Decentralizing the hierarchy opens the door to creativity, giving workers the leeway they need to make significant decisions without first jumping through executive management hoops. “The idea,” he says, “is to enable a creative environment where there’s a good degree of experimentation.”
Optimizing a company for creativity also optimizes it for small-group collaboration. And that opens the door to new information technology that lets team members work cooperatively from anywhere on the planet. “That’s the revolution that’s making all of this possible,” Mr. Rosedale says.
Thomas W. Malone, a professor at the Sloan School of Management at the Massachusetts Institute of Technology, agrees that new collaboration technologies are at the heart of the get-small movement. In “The Future of Work,” his 2004 book, he says the transformation will not come directly from the new technologies but from the desire of workers for “noneconomic goals” like freedom, personal satisfaction and fulfillment. “How much energy and creativity might be unlocked if all the members of an organization felt in control?” he writes.

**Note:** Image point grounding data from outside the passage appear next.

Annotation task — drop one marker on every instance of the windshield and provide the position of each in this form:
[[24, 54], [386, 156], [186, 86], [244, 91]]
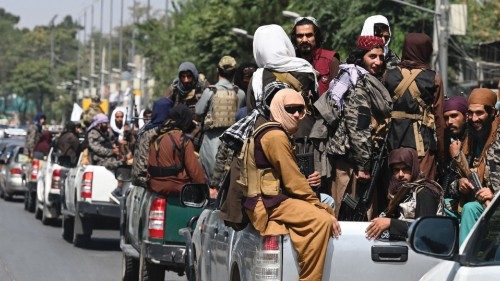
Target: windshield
[[485, 246]]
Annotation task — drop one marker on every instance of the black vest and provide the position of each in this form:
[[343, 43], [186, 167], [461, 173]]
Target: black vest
[[401, 133]]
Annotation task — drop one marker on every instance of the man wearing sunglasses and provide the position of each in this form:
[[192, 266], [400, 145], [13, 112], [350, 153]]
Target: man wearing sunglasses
[[307, 39]]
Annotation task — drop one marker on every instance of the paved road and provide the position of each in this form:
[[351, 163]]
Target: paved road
[[32, 251]]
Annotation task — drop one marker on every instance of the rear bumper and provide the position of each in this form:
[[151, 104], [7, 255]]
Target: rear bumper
[[172, 256], [15, 186], [102, 209]]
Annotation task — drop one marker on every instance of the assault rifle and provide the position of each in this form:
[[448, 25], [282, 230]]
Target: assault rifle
[[353, 209]]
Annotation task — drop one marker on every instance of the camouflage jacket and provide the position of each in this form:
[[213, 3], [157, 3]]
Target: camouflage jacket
[[101, 150], [141, 152], [492, 172], [32, 137], [366, 110], [223, 160]]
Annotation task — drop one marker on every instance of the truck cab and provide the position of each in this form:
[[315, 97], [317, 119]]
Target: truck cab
[[478, 258], [216, 251], [86, 203]]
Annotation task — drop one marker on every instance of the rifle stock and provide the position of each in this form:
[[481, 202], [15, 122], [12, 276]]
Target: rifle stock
[[355, 210]]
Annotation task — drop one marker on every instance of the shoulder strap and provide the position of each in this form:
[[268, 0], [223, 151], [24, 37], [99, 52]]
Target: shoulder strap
[[288, 78], [408, 78]]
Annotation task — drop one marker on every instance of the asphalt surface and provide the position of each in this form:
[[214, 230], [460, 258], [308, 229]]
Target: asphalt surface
[[32, 251]]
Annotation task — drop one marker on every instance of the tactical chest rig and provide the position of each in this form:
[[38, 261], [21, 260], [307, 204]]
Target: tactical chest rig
[[253, 180], [222, 109], [158, 171], [425, 117]]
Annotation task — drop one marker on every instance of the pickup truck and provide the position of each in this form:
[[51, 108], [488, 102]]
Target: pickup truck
[[478, 258], [34, 172], [217, 252], [150, 241], [48, 189], [86, 203]]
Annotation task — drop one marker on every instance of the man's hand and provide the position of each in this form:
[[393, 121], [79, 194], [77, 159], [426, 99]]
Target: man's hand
[[213, 193], [363, 175], [455, 147], [484, 194], [314, 179], [378, 225], [336, 227], [465, 186]]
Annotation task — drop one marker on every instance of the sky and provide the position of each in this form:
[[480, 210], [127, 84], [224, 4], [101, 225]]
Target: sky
[[40, 12]]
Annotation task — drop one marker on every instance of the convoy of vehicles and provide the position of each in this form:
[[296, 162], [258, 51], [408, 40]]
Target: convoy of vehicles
[[13, 165], [86, 204], [150, 238], [185, 233], [217, 252], [48, 189]]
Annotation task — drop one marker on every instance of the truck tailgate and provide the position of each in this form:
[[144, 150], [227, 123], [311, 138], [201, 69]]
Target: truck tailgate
[[103, 182]]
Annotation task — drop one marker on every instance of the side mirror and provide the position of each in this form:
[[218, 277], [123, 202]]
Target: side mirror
[[435, 236], [124, 173], [194, 195]]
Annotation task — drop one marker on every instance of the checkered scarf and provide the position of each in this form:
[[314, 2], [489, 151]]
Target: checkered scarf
[[243, 128]]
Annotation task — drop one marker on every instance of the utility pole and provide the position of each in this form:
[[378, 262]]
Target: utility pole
[[444, 36], [110, 47], [120, 59], [101, 49]]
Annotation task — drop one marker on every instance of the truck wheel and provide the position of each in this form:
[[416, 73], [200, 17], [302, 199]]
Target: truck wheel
[[25, 201], [45, 219], [31, 201], [38, 213], [130, 268], [149, 271], [67, 228]]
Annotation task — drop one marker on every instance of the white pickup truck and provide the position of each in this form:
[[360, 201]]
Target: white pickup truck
[[86, 202], [48, 189], [478, 258], [215, 251]]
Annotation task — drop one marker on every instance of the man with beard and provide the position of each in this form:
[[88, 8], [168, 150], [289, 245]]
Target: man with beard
[[480, 153], [417, 113], [102, 150], [185, 88], [455, 114], [378, 25], [307, 39], [411, 196]]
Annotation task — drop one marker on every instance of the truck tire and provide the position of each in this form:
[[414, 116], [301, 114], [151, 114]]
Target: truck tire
[[38, 213], [82, 230], [45, 219], [25, 201], [30, 198], [67, 228], [130, 268], [149, 271]]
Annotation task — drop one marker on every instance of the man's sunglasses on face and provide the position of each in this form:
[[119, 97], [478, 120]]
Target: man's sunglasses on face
[[295, 108]]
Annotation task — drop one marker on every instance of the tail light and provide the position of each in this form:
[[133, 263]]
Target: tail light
[[268, 259], [157, 218], [35, 165], [56, 179], [16, 171], [86, 191]]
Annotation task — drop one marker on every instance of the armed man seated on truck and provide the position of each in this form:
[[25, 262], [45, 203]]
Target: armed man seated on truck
[[479, 153], [278, 197], [172, 161], [102, 150], [411, 196]]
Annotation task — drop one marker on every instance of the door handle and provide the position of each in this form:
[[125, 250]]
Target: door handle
[[389, 253]]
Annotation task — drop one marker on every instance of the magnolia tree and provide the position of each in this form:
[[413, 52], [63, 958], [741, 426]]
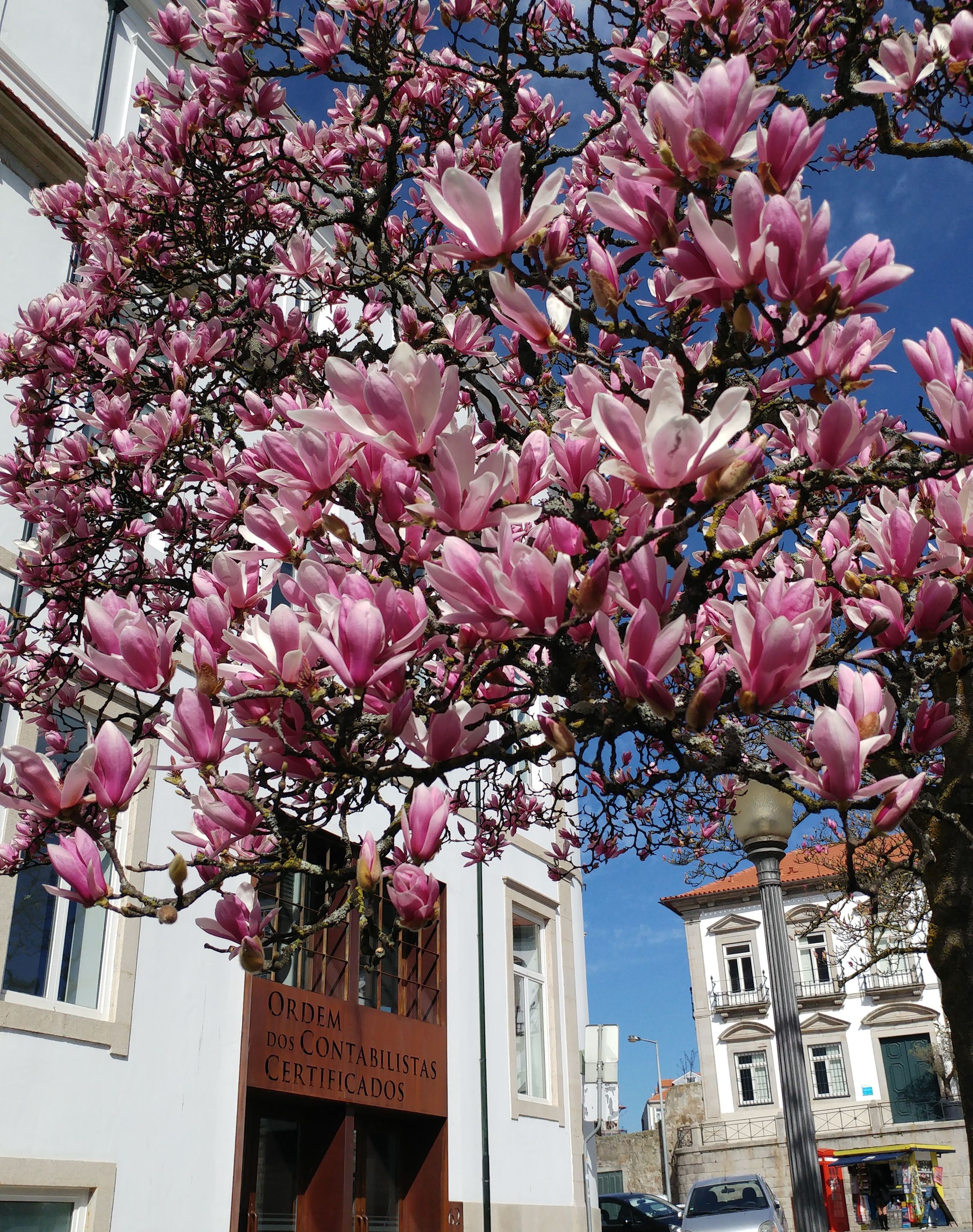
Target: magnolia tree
[[368, 460]]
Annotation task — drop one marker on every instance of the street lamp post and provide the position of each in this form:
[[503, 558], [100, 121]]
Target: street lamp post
[[763, 826], [640, 1039]]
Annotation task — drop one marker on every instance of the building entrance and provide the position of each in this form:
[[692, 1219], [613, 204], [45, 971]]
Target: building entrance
[[317, 1167]]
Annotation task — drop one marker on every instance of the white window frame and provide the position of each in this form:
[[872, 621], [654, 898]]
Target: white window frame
[[806, 950], [736, 958], [738, 1071], [111, 1023], [521, 900], [537, 981], [56, 950], [79, 1198], [813, 1061]]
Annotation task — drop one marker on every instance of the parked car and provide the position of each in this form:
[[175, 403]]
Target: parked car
[[733, 1204], [644, 1211]]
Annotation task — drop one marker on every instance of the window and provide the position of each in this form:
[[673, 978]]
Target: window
[[753, 1078], [42, 1210], [812, 957], [529, 1007], [56, 948], [828, 1071], [739, 968]]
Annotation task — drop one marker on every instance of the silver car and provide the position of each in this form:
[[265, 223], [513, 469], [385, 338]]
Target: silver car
[[733, 1204]]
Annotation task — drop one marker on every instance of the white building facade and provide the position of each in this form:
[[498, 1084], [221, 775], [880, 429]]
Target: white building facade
[[150, 1083], [875, 1048]]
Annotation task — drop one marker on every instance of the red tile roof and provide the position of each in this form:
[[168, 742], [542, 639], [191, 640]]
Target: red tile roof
[[797, 868]]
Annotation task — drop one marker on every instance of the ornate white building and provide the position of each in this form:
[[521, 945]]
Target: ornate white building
[[148, 1083], [874, 1044]]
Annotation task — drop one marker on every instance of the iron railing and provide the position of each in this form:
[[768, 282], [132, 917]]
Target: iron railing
[[739, 998], [909, 975]]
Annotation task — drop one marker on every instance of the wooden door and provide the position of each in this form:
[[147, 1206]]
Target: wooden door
[[913, 1086]]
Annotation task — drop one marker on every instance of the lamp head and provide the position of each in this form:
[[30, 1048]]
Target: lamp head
[[763, 812]]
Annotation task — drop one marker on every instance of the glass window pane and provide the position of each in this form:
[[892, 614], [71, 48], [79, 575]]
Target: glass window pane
[[536, 1039], [382, 1182], [84, 944], [36, 1217], [276, 1176], [526, 944], [30, 932]]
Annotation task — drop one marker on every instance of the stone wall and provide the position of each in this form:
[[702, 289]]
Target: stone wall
[[769, 1157], [640, 1156]]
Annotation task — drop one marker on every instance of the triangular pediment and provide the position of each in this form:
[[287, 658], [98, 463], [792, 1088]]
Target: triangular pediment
[[743, 1032], [822, 1024], [901, 1013], [734, 923]]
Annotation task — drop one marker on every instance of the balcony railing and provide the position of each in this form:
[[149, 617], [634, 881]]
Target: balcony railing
[[728, 999], [906, 978], [829, 988]]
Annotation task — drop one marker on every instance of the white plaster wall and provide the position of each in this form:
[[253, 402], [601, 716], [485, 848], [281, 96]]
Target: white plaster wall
[[864, 1068], [165, 1114], [52, 50]]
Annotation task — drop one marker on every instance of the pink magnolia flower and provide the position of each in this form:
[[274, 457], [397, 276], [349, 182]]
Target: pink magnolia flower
[[324, 42], [901, 64], [933, 726], [835, 435], [662, 448], [515, 310], [843, 753], [955, 412], [116, 774], [368, 868], [518, 584], [775, 637], [703, 126], [467, 333], [198, 730], [637, 207], [869, 269], [883, 619], [897, 804], [640, 666], [362, 639], [869, 703], [933, 359], [786, 147], [40, 778], [123, 646], [451, 733], [173, 29], [705, 701], [414, 895], [489, 223], [78, 861], [424, 822], [402, 408], [238, 917], [931, 608]]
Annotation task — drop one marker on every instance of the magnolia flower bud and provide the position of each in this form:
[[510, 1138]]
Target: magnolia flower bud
[[557, 736], [706, 699], [251, 955], [590, 594], [368, 870], [178, 870]]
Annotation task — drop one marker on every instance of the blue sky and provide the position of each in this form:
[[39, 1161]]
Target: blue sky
[[637, 968]]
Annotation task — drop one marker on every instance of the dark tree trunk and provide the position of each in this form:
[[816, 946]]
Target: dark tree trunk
[[949, 882]]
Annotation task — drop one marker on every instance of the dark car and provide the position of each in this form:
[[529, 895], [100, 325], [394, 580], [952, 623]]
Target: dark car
[[644, 1211]]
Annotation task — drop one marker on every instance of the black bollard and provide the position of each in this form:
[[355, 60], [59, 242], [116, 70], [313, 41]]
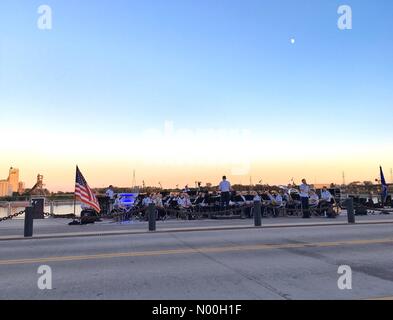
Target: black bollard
[[257, 214], [151, 213], [29, 212], [350, 211]]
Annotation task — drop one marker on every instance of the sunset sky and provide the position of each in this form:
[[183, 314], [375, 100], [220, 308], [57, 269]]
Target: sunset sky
[[187, 90]]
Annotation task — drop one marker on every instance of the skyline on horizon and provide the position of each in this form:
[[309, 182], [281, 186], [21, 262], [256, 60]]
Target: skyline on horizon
[[186, 90]]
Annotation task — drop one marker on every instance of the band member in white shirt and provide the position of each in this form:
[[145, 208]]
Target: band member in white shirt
[[225, 189], [326, 203], [314, 199], [326, 195], [111, 195], [304, 196], [147, 201]]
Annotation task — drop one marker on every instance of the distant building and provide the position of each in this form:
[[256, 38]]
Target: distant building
[[5, 188], [13, 179], [21, 187]]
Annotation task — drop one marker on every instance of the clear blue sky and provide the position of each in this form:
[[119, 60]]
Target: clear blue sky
[[204, 63]]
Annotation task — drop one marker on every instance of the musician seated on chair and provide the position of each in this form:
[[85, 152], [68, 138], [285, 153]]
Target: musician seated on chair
[[314, 198], [184, 201], [326, 203]]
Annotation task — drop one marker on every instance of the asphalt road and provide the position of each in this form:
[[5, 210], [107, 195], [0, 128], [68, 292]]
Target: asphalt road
[[287, 263]]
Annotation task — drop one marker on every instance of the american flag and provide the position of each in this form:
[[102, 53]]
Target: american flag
[[83, 192]]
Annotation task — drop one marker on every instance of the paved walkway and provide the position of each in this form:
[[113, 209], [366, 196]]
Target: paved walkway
[[59, 228]]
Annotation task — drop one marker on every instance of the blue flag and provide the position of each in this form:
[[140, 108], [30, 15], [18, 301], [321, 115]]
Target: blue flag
[[384, 187]]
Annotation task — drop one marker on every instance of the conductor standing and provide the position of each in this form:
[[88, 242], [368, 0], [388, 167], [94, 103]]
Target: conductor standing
[[225, 189]]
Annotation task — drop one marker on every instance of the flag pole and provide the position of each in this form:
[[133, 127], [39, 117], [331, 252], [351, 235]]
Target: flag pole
[[75, 196]]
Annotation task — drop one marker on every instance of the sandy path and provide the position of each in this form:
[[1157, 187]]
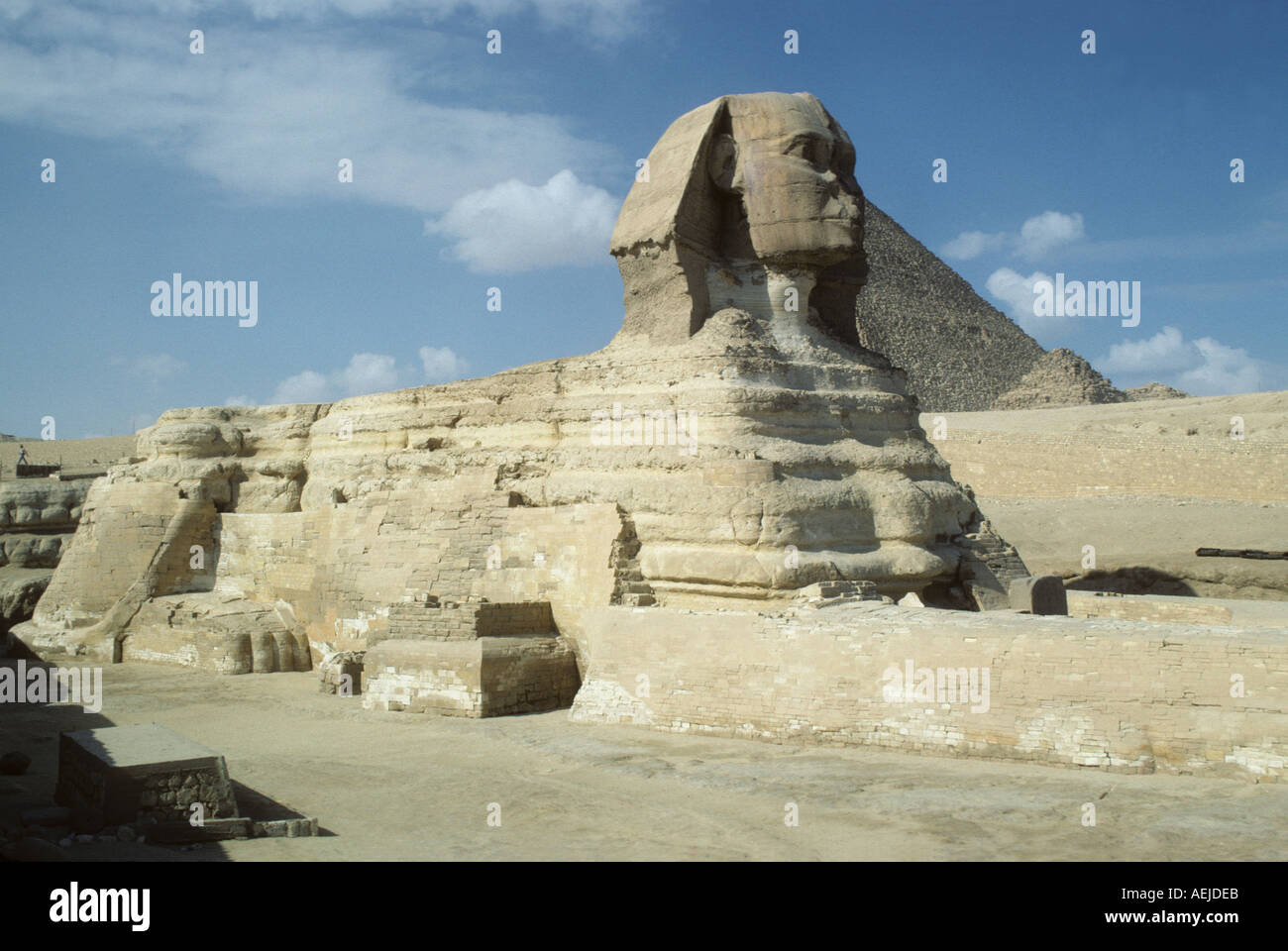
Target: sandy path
[[417, 788]]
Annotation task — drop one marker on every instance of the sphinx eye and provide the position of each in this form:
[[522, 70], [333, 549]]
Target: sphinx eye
[[812, 151]]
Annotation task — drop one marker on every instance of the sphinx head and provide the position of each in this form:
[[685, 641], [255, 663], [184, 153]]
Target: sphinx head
[[743, 185]]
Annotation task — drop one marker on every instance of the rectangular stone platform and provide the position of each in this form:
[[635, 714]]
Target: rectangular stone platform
[[140, 776], [473, 659]]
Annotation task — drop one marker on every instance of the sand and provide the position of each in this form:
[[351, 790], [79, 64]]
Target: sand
[[398, 787]]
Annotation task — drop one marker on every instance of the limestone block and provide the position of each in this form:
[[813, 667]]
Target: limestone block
[[1039, 595]]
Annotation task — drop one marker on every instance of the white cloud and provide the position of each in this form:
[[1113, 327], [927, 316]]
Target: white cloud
[[605, 20], [441, 364], [1202, 368], [369, 372], [1046, 232], [142, 420], [1017, 294], [971, 244], [308, 386], [519, 227], [1038, 236], [1166, 352], [365, 372], [153, 368], [270, 110]]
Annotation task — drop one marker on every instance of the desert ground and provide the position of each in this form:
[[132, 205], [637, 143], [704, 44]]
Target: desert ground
[[397, 787]]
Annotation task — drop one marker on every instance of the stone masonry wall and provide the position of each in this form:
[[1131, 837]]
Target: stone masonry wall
[[1126, 696], [416, 620], [1059, 466]]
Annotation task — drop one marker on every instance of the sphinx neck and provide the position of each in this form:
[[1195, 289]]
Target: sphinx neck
[[776, 295]]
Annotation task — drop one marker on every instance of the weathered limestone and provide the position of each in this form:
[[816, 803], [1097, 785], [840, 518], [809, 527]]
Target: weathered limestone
[[38, 518], [1039, 595], [732, 442], [1124, 696], [140, 776], [471, 660]]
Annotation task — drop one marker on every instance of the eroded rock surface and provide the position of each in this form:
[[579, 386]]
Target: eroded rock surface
[[733, 444]]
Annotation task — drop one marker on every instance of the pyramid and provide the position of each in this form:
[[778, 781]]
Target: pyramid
[[1059, 377], [960, 352]]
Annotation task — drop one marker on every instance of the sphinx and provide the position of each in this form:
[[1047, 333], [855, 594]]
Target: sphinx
[[803, 461]]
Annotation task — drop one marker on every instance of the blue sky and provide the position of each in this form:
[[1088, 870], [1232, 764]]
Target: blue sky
[[476, 170]]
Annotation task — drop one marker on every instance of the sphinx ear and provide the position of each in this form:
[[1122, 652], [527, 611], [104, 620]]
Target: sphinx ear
[[722, 162]]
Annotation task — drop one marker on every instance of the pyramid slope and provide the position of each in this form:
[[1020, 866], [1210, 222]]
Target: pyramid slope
[[1060, 377], [960, 352]]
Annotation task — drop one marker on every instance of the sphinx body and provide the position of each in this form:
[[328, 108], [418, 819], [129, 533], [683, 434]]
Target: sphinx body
[[756, 448]]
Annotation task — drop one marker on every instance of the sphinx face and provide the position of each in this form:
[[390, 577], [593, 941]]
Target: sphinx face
[[795, 172]]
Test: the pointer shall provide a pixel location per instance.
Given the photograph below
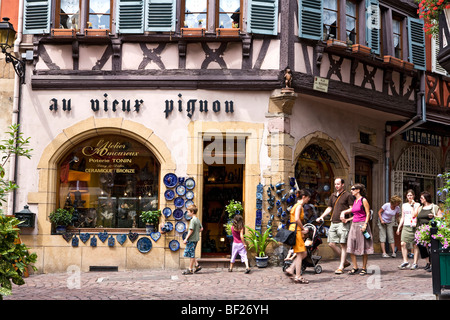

Evidently, quite a bit. At Avocent, an information technology management company based in Huntsville, Ala., customers, product developers and testers had gotten to the point that they rarely interacted. Each group felt that it lost control of a project too early in its progress. So, in March 2007, the company revamped development so that members of all three groups would work on the same team, following a project from start to finish and making changes as needed. With customers, programmers and testers working virtually side by side, Avocent tripled production without adding workers.
By making sure products in development meet customer needs each step of the way, Avocent has been able to avoid spending weeks correcting errors in the final product, says Ben Grimes, chief technology officer. “That is the nirvana of working in global teams,” he says. “It breaks down the walls of isolation and streamlines collaboration. I don’t think innovation can occur without having that diversity in geography and experience.”
That desire for diversity can be part of the motivation for global mergers and acquisitions, which probably won’t abate as industries mature. But as smaller companies join ranks and become corporate behemoths, the merged companies very likely will try to maintain smaller, more creative units. Rather than a monolithic giant, tomorrow’s creative corporation will look more like a collection of smaller companies flying in close formation.
Mr. Rosedale reports that he has already seen similar developments within Second Life’s virtual businesses. In a way, he says, Second Life can be used as “a terrarium for looking at these changes.”
It is time for real-world executives to learn from their virtual counterparts, he says: “They’re going to figure out that they don’t need to control this from the top down. These companies will still get put together, but they’re only going to be connected at the balance sheet and at the level of finance. Information technology levels the playing field.”
Janet Rae-Dupree writes about science and emerging technology in Silicon Valley.